Lawyers did not immediately return messages for comment.

Reynolds American Inc. is based in Winston-Salem, N.C.


BRUSSELS (AP) -- The European Union says Greece has reached a major financial milestone that was required if it were to be granted more debt relief.

European Commission spokesman Simon O'Connor said Wednesday that Greece's government revenues last year exceeded expenditure when interest payment and other items were excluded.

He says Greece's so-called primary budget surplus of 1.5 billion euros ($2.1 billion), or 0.8 percent of its annual gross domestic product, is "well ahead of the 2013 target."

Greece's international creditors have said a primary surplus will entitle Greece to further debt relief. Discussions are set to be concluded in the second half of the year.

Most analysts expect the eurozone to lower the interest rates Greece pays on its loans or be granted another extension on when they have to be repaid.


FRANKFURT, Germany (AP) -- Business activity in Europe has risen to its highest level in three years as a once-shaky economic recovery gains speed.

The Markit survey of purchasing managers, a closely watched gauge of business activity, climbed to 54.0 in April from 53.1 in March.
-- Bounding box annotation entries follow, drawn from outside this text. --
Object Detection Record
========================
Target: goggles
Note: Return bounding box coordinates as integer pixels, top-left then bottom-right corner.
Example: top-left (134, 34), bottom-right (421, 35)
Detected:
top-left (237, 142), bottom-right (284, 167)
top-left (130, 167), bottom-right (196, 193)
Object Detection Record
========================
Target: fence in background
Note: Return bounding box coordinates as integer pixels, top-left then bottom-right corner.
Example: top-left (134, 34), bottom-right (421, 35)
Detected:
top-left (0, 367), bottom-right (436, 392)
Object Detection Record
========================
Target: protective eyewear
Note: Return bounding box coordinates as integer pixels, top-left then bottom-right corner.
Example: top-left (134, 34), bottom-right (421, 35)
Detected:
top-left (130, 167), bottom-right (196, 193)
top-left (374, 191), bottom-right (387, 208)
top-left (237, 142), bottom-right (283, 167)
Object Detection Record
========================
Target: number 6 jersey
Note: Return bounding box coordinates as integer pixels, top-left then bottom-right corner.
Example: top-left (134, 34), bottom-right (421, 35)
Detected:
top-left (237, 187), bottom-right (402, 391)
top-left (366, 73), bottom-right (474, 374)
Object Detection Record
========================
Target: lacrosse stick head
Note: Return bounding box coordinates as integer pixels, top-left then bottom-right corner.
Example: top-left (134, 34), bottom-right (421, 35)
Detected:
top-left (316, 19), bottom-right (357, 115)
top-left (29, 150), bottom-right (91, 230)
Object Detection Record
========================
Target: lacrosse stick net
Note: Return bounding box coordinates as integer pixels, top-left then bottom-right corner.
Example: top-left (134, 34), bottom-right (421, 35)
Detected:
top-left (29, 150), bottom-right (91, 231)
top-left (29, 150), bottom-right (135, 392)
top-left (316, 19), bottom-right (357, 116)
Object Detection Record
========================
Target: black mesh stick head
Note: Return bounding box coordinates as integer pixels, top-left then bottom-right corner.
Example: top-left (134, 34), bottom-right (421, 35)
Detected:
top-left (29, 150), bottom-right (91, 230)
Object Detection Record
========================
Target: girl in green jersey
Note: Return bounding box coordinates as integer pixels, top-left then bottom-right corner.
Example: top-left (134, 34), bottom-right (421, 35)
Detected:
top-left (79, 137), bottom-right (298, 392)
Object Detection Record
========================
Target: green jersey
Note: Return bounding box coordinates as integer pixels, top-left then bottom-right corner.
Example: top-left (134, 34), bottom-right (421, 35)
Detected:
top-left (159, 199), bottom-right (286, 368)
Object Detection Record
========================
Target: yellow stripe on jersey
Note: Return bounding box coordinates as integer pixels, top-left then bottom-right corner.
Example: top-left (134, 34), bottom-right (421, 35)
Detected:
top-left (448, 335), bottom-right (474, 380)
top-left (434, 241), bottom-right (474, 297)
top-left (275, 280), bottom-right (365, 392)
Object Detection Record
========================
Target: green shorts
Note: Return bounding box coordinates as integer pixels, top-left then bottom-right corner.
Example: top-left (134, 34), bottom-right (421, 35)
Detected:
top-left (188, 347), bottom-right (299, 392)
That's the highest reading since May, 2011. Anything over 50 indicates expansion.

Analysts said Wednesday's figures, which cover both services and manufacturing companies, showed that the moderate recovery was showing increasing strength in the 18 countries that share the euro.

Alarmingly low inflation of only 0.5 percent and high unemployment have raised fears the rebound was too weak to sustain itself and would require more stimulus from the European Central Bank.
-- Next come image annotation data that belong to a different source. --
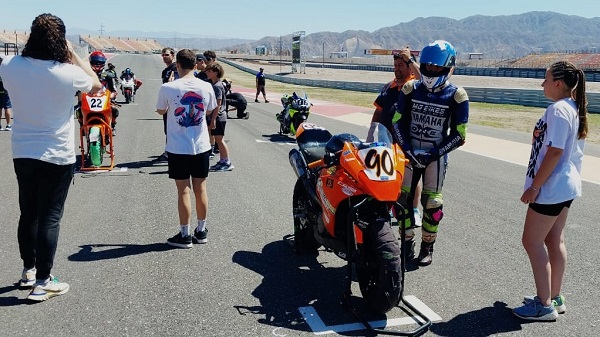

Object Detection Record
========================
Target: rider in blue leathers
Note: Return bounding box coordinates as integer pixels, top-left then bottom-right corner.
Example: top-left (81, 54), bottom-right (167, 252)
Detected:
top-left (392, 40), bottom-right (469, 266)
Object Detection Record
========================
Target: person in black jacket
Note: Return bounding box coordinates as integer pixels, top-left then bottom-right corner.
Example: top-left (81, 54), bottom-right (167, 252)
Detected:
top-left (225, 92), bottom-right (250, 119)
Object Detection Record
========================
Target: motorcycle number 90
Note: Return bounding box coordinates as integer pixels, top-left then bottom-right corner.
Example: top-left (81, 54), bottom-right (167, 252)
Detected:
top-left (87, 96), bottom-right (108, 111)
top-left (360, 146), bottom-right (396, 180)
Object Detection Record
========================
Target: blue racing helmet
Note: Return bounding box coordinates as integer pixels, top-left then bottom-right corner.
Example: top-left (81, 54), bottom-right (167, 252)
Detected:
top-left (419, 40), bottom-right (456, 90)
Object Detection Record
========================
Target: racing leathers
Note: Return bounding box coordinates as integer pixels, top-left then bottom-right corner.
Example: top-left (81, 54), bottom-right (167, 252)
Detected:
top-left (392, 80), bottom-right (469, 247)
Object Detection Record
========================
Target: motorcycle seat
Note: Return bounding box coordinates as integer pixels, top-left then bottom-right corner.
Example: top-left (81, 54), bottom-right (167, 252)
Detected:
top-left (296, 128), bottom-right (331, 163)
The eurozone grew by a quarterly rate of 0.2 percent in the fourth quarter of last year.


TORONTO (AP) -- Canada says it will require a three-year phase out of the type of tank cars involved in the Quebec train derailment last summer that killed 47.
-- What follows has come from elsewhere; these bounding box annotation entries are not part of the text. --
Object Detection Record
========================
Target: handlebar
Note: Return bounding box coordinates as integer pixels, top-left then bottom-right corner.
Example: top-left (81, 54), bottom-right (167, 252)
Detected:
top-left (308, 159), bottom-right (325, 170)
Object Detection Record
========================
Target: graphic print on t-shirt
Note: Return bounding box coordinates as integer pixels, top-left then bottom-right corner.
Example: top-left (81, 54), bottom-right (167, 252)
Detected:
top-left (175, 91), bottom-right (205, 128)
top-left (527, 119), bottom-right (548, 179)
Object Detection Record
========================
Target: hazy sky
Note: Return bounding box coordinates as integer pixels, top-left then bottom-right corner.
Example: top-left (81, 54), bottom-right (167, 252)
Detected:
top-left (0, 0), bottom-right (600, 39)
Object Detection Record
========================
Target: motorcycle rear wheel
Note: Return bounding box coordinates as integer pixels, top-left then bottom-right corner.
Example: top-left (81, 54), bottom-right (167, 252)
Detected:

Last July, a runaway oil train derailed and exploded in Lac-Megantic, Quebec. Forty-seven people were incinerated and 30 buildings destroyed.

A government official confirmed the phase out of the DOT-111 tanker cars used to carry oil and other flammable liquids. The official spoke on condition of anonymity because they were not authorized to speak publicly.

Canada's Transport Minister will announce new rules later Wednesday in response to recommendations by Canada's Transportation Safety Board in the aftermath of the tragedy.

The DOT-111 tank car is considered the workhorse of the North American fleet and makes up about 70 percent of all tankers on the rails.


NEW YORK (AP) -- Just over a month after buying Beechcraft for $1.4 billion, Textron announced 750 job cuts at that company and at its Cessna division.

The layoffs will occur over the next 60 days. Both aircraft makers are based in Wichita, Kan.

Management and non-management jobs will be eliminated, the company said.

Textron Inc., based in Providence, R.I., expects about $4.6 billion in annual revenue from the combination of Cessna and Beechcraft.


WASHINGTON (AP) -- Postal workers plan protests in 27 states Thursday against the opening of postal counters in Staples stores that are staffed with Staples employees.

Last year, Staples office supply stores began providing postal services under a pilot program that now includes some 80 stores. The American Postal Workers Union objects because the program replaces well-paid union workers with low-wage nonunion workers.

The union says that could lead to layoffs and the closing of post offices. In a statement, the union said postal workers "have taken an oath to protect the sanctity of the mail," unlike poorly trained retail workers. The union wants the counters staffed by uniformed postal workers.

The financially struggling U.S. Postal Service has been working to form partnerships with private companies as it tries to cut costs and boost revenues.